Boys… They have it tough. The gender attainment gaps in Primary school result in a reduction of life choices and chances by the end of High School. In 2011 48% girls went to University whereas only 37% boys had the same chance.
At our INSET with Gary Wilson (www.garywilsonraisingboysachievement.co.uk) on Friday we were taken through the challenges of boyhood and the barriers to boys learning. From succumbing to the peer police (“Better to be seen not to be bothered by winning than to try and fail.”) to issues with independence; with parents who have been lured into the false impression that it’s easier to do everything for our boys rather than live with constant nagging, raised blood pressure and ranting that even the smallest of requests can result in. From low self esteem to the negative labels society puts onto boys from a very early age Gary is on a one man mission to change these negative stereotypes (once challenging British Home Stores when they advertised a boys T-shirt in their Spring Collection declaring “Lazy and proud of it!”).
So what can we do in our schools and classrooms to give boys the best opportunities to meet their potential? Gary’s main suggestions of the day were:
– Promote breakfast – by not eating breakfast by 10.30am we have the reaction speed of a 70year old.
– Promote a “can do” ethos – internal auditory is louder in boys heads.
– Positive visualisation ensures success – Imagining yourself doing well means you most probably will.
– Feed your brain! Giving children fruit and a drink prior to test helps with attainment.
– Assist neuropathways by ‘piggyback’ learning- teach someone else what you’ve learned.
– Promote creativity- children who play instruments do better at school.

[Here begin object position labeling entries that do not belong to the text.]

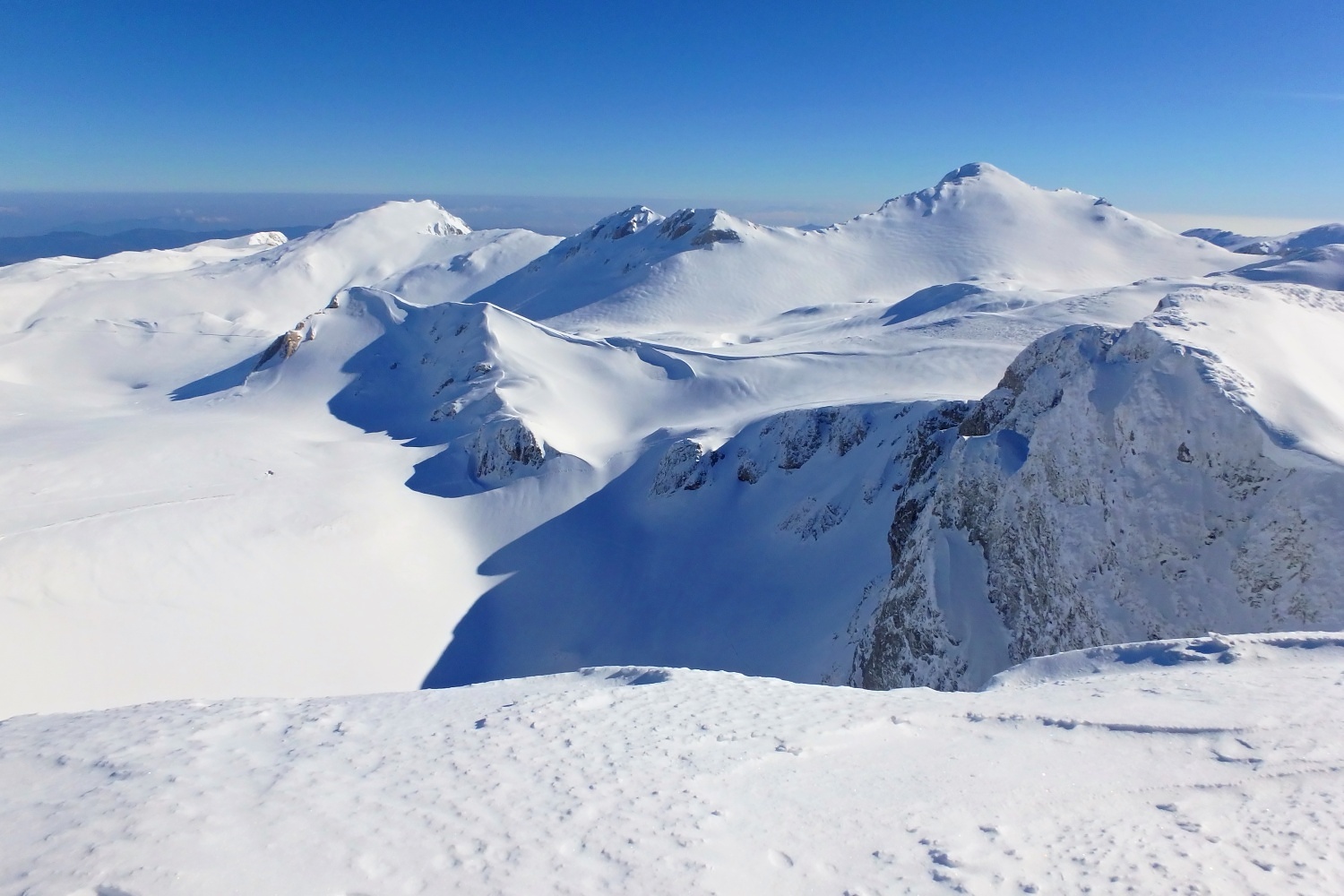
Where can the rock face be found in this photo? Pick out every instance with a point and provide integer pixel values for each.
(1109, 489)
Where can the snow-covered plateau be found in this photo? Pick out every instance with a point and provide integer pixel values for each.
(983, 425)
(1203, 766)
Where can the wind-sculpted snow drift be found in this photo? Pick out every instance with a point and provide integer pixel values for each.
(682, 441)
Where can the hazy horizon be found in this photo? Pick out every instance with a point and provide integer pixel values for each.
(37, 212)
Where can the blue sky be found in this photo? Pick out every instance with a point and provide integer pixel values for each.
(1193, 107)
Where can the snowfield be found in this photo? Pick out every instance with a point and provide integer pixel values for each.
(1201, 766)
(983, 424)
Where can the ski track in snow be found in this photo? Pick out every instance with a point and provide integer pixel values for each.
(693, 457)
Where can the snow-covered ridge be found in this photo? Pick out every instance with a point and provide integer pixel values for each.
(1311, 238)
(1128, 484)
(683, 441)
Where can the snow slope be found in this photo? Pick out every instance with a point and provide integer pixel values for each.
(1210, 764)
(397, 450)
(1303, 239)
(1172, 477)
(639, 273)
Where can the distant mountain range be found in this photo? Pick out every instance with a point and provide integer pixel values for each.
(85, 245)
(981, 424)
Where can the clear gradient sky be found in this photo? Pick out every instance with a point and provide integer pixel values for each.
(1167, 107)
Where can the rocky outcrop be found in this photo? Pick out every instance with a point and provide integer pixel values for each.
(1109, 489)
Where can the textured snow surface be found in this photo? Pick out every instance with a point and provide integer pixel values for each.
(1204, 766)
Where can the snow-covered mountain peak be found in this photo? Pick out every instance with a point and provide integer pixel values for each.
(976, 169)
(704, 226)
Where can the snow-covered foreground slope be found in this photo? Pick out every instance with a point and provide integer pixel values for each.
(704, 271)
(1211, 766)
(1176, 476)
(397, 450)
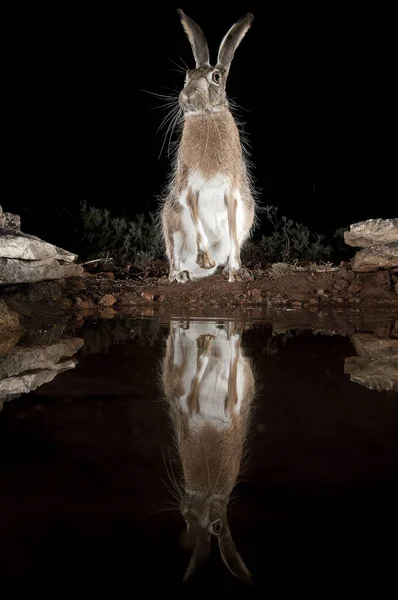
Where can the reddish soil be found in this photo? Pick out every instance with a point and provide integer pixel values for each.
(278, 286)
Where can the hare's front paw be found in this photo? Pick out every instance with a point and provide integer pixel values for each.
(204, 260)
(203, 344)
(239, 274)
(181, 276)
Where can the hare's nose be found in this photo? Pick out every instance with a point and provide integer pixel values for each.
(188, 94)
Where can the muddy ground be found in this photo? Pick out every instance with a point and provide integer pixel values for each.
(106, 293)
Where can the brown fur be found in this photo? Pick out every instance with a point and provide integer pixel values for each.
(210, 144)
(210, 455)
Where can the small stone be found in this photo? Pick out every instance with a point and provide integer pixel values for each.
(297, 304)
(149, 296)
(355, 288)
(255, 295)
(107, 313)
(107, 300)
(372, 231)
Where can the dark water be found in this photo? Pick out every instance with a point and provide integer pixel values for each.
(87, 459)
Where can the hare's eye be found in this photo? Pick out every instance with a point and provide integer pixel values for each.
(216, 526)
(216, 77)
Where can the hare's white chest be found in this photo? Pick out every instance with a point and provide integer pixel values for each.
(212, 208)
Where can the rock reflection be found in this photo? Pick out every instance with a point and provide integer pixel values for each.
(376, 363)
(24, 368)
(209, 386)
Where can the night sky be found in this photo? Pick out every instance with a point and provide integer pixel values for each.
(316, 91)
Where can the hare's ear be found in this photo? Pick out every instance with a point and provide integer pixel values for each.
(199, 555)
(197, 39)
(232, 558)
(231, 41)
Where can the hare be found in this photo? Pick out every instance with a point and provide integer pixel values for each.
(209, 386)
(209, 208)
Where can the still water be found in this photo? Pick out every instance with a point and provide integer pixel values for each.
(222, 452)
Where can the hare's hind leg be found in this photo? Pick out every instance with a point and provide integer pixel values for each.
(234, 268)
(203, 258)
(174, 240)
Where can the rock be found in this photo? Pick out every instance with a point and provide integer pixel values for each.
(376, 257)
(373, 373)
(25, 368)
(9, 221)
(27, 382)
(355, 288)
(9, 320)
(35, 358)
(149, 297)
(16, 244)
(370, 345)
(27, 271)
(25, 258)
(7, 341)
(107, 300)
(372, 232)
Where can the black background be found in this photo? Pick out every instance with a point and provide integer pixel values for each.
(316, 87)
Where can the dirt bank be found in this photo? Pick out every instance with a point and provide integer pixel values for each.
(279, 287)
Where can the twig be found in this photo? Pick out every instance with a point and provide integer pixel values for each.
(90, 262)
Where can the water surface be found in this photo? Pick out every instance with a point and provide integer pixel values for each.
(90, 466)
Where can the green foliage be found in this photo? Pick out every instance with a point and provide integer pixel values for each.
(136, 242)
(287, 241)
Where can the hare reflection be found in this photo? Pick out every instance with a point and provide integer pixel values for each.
(209, 386)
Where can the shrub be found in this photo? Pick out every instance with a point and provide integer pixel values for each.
(136, 242)
(288, 241)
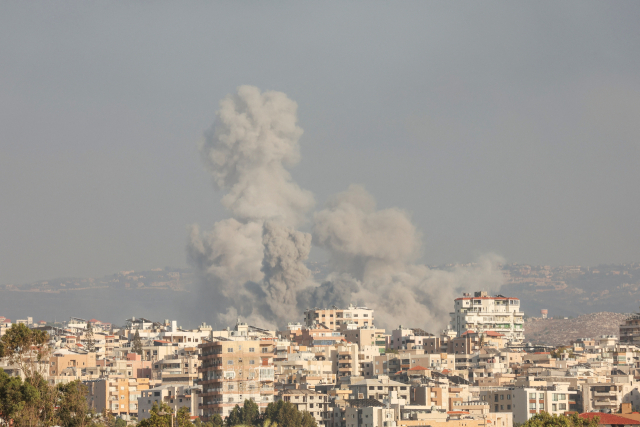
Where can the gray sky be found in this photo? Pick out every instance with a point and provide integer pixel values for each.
(503, 127)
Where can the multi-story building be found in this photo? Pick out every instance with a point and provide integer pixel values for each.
(630, 330)
(380, 389)
(116, 394)
(63, 359)
(174, 395)
(234, 371)
(311, 401)
(482, 313)
(334, 317)
(525, 402)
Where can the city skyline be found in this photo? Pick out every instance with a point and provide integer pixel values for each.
(523, 146)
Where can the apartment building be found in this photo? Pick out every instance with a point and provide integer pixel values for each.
(379, 389)
(609, 396)
(316, 404)
(233, 371)
(365, 413)
(116, 394)
(175, 395)
(630, 330)
(334, 317)
(483, 313)
(177, 367)
(63, 359)
(525, 402)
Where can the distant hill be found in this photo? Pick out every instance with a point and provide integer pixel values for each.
(176, 294)
(563, 331)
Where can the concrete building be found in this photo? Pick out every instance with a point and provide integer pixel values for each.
(630, 330)
(233, 371)
(174, 395)
(334, 317)
(317, 404)
(116, 394)
(525, 402)
(483, 313)
(380, 389)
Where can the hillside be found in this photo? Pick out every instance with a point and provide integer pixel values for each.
(563, 331)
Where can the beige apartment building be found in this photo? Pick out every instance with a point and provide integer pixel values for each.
(334, 317)
(175, 395)
(116, 394)
(316, 404)
(63, 359)
(234, 371)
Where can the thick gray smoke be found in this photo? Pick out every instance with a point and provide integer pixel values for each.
(377, 249)
(253, 264)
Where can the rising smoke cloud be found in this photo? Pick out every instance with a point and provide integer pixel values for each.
(252, 265)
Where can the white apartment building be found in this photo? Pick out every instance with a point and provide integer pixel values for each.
(525, 402)
(333, 317)
(233, 371)
(483, 313)
(176, 396)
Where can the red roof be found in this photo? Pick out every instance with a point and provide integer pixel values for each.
(609, 419)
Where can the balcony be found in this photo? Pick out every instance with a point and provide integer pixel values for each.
(605, 403)
(604, 393)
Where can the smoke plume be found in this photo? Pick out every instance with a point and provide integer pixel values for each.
(252, 265)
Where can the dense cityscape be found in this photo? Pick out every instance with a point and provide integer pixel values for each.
(336, 367)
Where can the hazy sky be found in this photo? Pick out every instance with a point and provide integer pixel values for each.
(504, 127)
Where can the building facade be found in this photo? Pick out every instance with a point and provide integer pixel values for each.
(234, 371)
(482, 313)
(334, 317)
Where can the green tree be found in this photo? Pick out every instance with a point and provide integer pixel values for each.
(91, 343)
(160, 416)
(183, 417)
(136, 346)
(250, 413)
(28, 403)
(73, 406)
(235, 417)
(26, 348)
(544, 419)
(285, 414)
(216, 420)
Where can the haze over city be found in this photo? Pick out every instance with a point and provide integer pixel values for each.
(497, 128)
(319, 214)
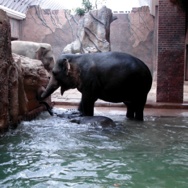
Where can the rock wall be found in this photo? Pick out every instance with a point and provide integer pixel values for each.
(20, 79)
(131, 33)
(93, 33)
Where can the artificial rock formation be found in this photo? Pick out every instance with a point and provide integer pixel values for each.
(93, 32)
(20, 79)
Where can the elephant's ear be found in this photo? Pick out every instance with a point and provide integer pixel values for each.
(40, 53)
(67, 66)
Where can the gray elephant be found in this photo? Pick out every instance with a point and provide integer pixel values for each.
(34, 50)
(110, 76)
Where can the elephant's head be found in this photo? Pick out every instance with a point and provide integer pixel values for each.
(45, 54)
(64, 75)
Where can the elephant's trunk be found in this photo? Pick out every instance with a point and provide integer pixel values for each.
(52, 86)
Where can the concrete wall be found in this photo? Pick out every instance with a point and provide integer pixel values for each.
(171, 45)
(131, 33)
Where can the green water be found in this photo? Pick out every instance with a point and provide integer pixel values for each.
(52, 152)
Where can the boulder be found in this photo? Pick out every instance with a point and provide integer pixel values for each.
(93, 32)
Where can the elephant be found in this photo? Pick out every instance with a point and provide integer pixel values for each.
(34, 50)
(109, 76)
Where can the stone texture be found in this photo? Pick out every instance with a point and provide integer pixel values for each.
(93, 32)
(20, 80)
(171, 45)
(124, 33)
(6, 62)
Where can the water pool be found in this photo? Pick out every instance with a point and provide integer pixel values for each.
(52, 152)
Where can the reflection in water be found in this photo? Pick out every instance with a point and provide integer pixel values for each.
(52, 152)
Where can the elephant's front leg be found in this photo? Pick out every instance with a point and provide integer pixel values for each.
(86, 106)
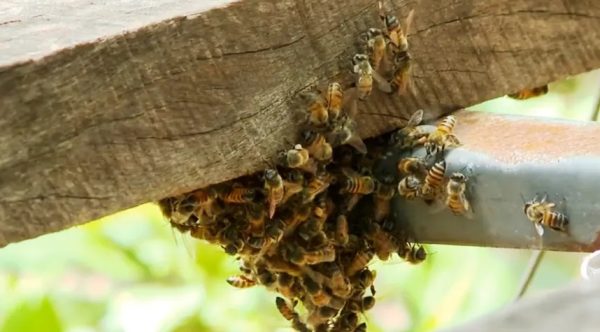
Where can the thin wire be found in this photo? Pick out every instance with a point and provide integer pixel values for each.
(534, 262)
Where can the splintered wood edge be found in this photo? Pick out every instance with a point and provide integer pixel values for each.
(199, 99)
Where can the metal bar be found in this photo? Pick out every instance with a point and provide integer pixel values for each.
(510, 156)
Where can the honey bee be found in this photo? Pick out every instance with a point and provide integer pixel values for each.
(412, 253)
(364, 77)
(411, 134)
(360, 260)
(341, 231)
(442, 137)
(409, 187)
(326, 254)
(401, 81)
(434, 182)
(530, 92)
(362, 327)
(383, 194)
(317, 294)
(274, 188)
(317, 110)
(315, 186)
(353, 183)
(383, 242)
(241, 281)
(345, 131)
(376, 45)
(286, 310)
(412, 165)
(238, 195)
(541, 213)
(334, 98)
(292, 184)
(456, 199)
(317, 145)
(396, 34)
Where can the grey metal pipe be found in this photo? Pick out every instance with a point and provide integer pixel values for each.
(510, 157)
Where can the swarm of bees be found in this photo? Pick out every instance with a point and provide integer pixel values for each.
(308, 227)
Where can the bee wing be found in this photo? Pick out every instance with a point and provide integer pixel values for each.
(415, 119)
(539, 229)
(408, 22)
(356, 142)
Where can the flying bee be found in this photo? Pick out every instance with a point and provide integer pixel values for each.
(317, 145)
(353, 183)
(456, 200)
(334, 99)
(274, 188)
(412, 165)
(541, 213)
(241, 281)
(395, 32)
(442, 137)
(412, 253)
(345, 131)
(434, 182)
(360, 260)
(409, 187)
(530, 92)
(317, 110)
(238, 195)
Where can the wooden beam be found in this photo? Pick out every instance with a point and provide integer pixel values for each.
(95, 121)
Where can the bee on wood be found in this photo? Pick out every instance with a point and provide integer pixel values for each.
(345, 131)
(317, 145)
(456, 199)
(317, 110)
(238, 194)
(334, 99)
(411, 134)
(434, 182)
(414, 254)
(442, 137)
(541, 213)
(530, 93)
(360, 260)
(409, 187)
(241, 281)
(274, 188)
(376, 47)
(412, 166)
(353, 183)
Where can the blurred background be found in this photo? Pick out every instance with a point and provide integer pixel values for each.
(131, 272)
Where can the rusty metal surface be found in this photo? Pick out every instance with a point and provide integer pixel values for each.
(510, 156)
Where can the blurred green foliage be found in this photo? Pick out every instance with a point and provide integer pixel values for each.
(131, 272)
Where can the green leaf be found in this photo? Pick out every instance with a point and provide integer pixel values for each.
(33, 317)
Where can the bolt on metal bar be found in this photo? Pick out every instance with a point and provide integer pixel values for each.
(507, 159)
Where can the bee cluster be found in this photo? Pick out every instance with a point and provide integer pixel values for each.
(308, 227)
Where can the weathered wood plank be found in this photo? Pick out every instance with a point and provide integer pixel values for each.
(113, 122)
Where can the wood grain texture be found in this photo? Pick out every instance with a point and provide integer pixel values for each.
(208, 96)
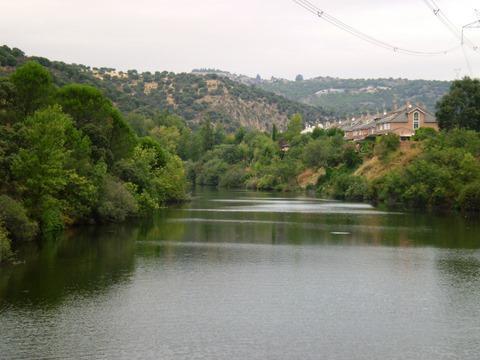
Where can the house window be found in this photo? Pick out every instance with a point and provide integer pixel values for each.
(416, 120)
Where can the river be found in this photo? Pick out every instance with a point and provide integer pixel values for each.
(247, 275)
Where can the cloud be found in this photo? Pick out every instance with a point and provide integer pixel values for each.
(270, 37)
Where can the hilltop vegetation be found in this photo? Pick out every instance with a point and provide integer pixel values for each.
(67, 156)
(356, 96)
(191, 96)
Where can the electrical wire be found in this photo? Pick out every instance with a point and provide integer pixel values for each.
(307, 5)
(450, 25)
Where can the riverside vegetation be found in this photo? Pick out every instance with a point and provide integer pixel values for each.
(68, 156)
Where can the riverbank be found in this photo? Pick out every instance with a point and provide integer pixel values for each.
(200, 277)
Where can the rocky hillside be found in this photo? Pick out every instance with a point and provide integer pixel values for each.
(346, 97)
(192, 96)
(356, 96)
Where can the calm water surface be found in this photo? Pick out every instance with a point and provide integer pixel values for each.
(238, 275)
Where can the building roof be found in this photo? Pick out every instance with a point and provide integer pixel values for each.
(401, 115)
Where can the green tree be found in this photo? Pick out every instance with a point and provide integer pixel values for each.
(33, 87)
(460, 108)
(40, 168)
(295, 127)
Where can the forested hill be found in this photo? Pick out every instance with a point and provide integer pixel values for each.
(354, 96)
(192, 96)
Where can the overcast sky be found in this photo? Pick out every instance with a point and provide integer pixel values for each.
(269, 37)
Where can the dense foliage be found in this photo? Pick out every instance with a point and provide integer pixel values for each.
(68, 156)
(354, 96)
(460, 108)
(189, 95)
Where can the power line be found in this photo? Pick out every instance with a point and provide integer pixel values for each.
(307, 5)
(454, 29)
(459, 34)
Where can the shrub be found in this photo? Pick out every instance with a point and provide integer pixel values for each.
(5, 250)
(469, 198)
(349, 187)
(234, 177)
(15, 219)
(116, 203)
(386, 144)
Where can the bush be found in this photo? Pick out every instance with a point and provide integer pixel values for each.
(348, 187)
(234, 177)
(5, 250)
(15, 219)
(469, 198)
(386, 144)
(116, 203)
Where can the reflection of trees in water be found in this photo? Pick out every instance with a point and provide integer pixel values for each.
(83, 261)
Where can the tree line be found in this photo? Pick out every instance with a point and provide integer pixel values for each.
(67, 156)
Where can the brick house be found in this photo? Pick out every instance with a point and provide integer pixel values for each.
(403, 122)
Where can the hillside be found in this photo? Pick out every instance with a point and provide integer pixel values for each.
(192, 96)
(355, 96)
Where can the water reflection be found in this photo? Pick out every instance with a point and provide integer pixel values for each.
(222, 277)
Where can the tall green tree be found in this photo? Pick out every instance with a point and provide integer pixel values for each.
(33, 87)
(111, 137)
(460, 108)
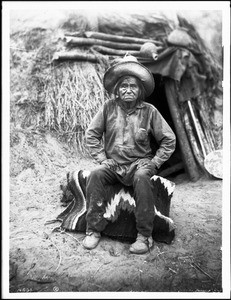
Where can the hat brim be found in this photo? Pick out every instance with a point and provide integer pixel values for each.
(114, 73)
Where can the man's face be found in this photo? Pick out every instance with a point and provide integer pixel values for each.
(129, 89)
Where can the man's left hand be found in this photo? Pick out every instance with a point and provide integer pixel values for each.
(145, 162)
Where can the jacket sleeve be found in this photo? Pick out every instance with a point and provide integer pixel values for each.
(94, 136)
(164, 136)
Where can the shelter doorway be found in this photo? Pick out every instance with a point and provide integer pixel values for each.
(158, 98)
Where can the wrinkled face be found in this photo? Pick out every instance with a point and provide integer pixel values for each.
(129, 89)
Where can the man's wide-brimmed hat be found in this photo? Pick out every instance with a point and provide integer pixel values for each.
(129, 65)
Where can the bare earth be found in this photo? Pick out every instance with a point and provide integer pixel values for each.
(46, 261)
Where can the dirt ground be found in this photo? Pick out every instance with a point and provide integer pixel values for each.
(45, 261)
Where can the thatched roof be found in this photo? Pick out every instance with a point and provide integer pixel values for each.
(62, 93)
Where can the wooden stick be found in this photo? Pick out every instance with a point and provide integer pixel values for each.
(118, 38)
(170, 170)
(187, 155)
(112, 51)
(90, 42)
(74, 55)
(196, 127)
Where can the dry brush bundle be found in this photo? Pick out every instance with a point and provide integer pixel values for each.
(73, 96)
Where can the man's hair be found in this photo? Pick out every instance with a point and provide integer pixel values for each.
(142, 95)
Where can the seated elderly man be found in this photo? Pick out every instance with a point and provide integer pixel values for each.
(118, 138)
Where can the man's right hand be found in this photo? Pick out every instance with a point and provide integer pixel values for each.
(110, 163)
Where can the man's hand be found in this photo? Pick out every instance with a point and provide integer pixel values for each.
(110, 163)
(146, 162)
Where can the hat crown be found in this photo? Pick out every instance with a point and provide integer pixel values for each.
(128, 58)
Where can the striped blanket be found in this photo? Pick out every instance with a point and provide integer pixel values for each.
(120, 209)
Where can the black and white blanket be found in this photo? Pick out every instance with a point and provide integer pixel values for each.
(120, 209)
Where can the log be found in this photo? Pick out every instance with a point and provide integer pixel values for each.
(187, 155)
(112, 51)
(90, 42)
(118, 38)
(74, 56)
(190, 133)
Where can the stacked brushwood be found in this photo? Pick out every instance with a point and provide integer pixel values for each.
(108, 45)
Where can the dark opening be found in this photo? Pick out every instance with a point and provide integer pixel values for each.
(174, 165)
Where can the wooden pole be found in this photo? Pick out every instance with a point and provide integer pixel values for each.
(187, 155)
(88, 41)
(111, 51)
(74, 56)
(118, 38)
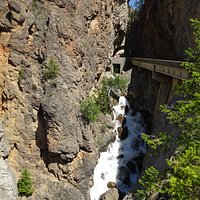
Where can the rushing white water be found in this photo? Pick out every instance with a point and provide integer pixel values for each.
(118, 164)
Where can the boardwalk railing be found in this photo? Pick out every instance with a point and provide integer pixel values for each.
(168, 67)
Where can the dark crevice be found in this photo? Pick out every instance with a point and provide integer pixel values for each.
(42, 141)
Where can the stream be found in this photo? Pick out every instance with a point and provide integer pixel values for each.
(120, 165)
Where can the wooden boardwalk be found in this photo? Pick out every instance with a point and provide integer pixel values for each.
(168, 67)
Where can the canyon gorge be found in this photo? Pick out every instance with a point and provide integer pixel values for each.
(41, 126)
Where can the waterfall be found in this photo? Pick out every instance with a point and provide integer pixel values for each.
(119, 166)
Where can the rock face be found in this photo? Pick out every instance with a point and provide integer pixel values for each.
(8, 186)
(163, 29)
(41, 116)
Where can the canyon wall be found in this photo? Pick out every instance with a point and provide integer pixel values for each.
(40, 116)
(163, 31)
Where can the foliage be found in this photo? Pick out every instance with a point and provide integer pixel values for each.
(25, 184)
(181, 181)
(98, 103)
(161, 139)
(90, 109)
(51, 69)
(149, 182)
(184, 181)
(106, 84)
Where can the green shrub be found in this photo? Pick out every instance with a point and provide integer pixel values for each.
(149, 183)
(90, 109)
(25, 184)
(118, 82)
(51, 70)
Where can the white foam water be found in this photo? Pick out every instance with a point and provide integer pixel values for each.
(117, 163)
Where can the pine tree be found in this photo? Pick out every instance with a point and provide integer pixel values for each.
(25, 184)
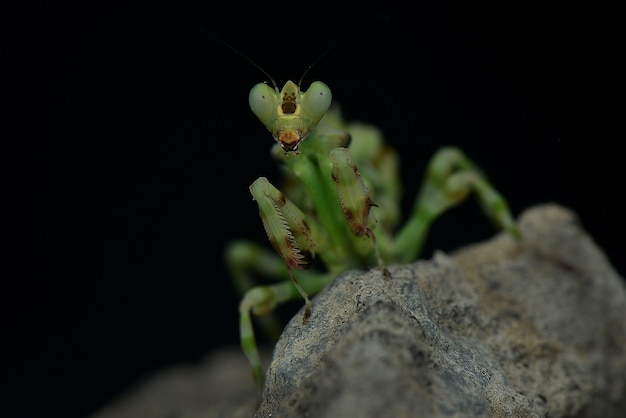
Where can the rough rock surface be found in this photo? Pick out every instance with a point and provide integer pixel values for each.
(497, 329)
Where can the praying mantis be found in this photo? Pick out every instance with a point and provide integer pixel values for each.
(339, 206)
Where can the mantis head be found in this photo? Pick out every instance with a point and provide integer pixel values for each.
(290, 114)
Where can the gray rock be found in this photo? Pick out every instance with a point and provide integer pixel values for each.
(499, 329)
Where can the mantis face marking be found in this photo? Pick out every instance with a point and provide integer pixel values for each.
(290, 114)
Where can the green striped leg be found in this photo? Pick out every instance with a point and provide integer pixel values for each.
(450, 178)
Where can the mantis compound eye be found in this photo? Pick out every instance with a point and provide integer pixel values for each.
(263, 102)
(316, 101)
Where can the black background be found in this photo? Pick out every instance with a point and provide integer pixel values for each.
(130, 148)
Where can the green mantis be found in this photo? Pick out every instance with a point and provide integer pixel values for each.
(339, 205)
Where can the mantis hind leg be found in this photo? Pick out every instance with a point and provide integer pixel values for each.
(450, 177)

– Develop leadership capacity in boys so they get attention for the right reasons.
– Boys prefer active learning. Although there’s a need to balance approaches across learning styles make sure there’s enough active learning events in our lessons to motivate and engage so boys work to the best of their ability.
– Superheroes! Tapping into this genre helps to boys to make links to the real world. Staff should value play based on children’s interest whilst promoting order and boundaries. Superhero play = emotional intelligence = clear rules = structure = guidelines for success.
– Ban setting! Setting reinforces negative stereotypes. The younger a child is ‘set’ the worst they’ll do at age 16.
– Celebrate success by using hand written ‘I did great work’ style labels as success stickers to give parents a focus to celebrate success at home.
– Aifl- use those lolly sticks or a random name generator (http://www.classtools.net/education-games-php/fruit_machine) to ensure children are focused and expect to be included in the lesson.
– Plan the plenary! Don’t let the boys skip any part of Kolb’s learning cycle (http://www.simplypsychology.org/learning-kolb.html) in their rush to be finished.
– Focus on Fiction: it promotes emotional intelligence and
– exposes children to wider experiences,
– aids understanding of what others think,
– helps children identify with characters and their issues,
– gives children strategies to deal with dilemmas.
-Set up Systems – When in doubt give them a system!
– Think in the short term for long term success: Short term goals, short term targets, short term rewards = boys striving for success.
-Cut out the copying out – it has no purpose and is predominantly used as behaviour control. Out of the mouths of boys: “Teachers’ can’t be bothered to teach us when we’re copying out.”
-Make learning real and fun by giving children real audiences. Use Crazy Talk (http://www.reallusion.com/crazytalk/crazytalk_trial.asp) software to manipulate pictures and provide a purpose to writing.
– focus on fine motor control development. Often this is an area of difficulty for boys (http://scotens.org/sen/articles/primary_reflexes.pdf) so praise for quality ideas when quality presentation is a mountain too high!
– Consider training staff to teach the children peer massage (http://www.misascotland.org.uk/index.htm) or yoga (http://www.yogascotland.org.uk/findteacher.html). Positive touch and relaxation helps to keep students calm, focused and motivated.
Through Gary’s work with groups of boys their top tips are:
– Choose the right time of day to teach important stuff- not when we’re excited.
– don’t criticise if you can’t read my handwriting, it’s not always the most important thing.
– be more persuasive!
– writing in small chunks is best.
– we want to write in any way we want!
– use mind mapping ideas.
– you start the story, let us kids finish it.
– give us basic ideas to get started.
– make it fun!
– use lots of props.
– find out what interests us
– use mind maps as a form of plenary/ help me share my learning with a partner.
– read to us – it helps us with our own stories and poems.
– let us act stories out.
– give us time to think and talk.
– model writing – use visualisers to share pupil work.
All the approaches above are very much good learning and teaching and would benefit any pupil regardless of gender but with a focus on engaging boys and bridging the attainment gaps the whole class will benefit.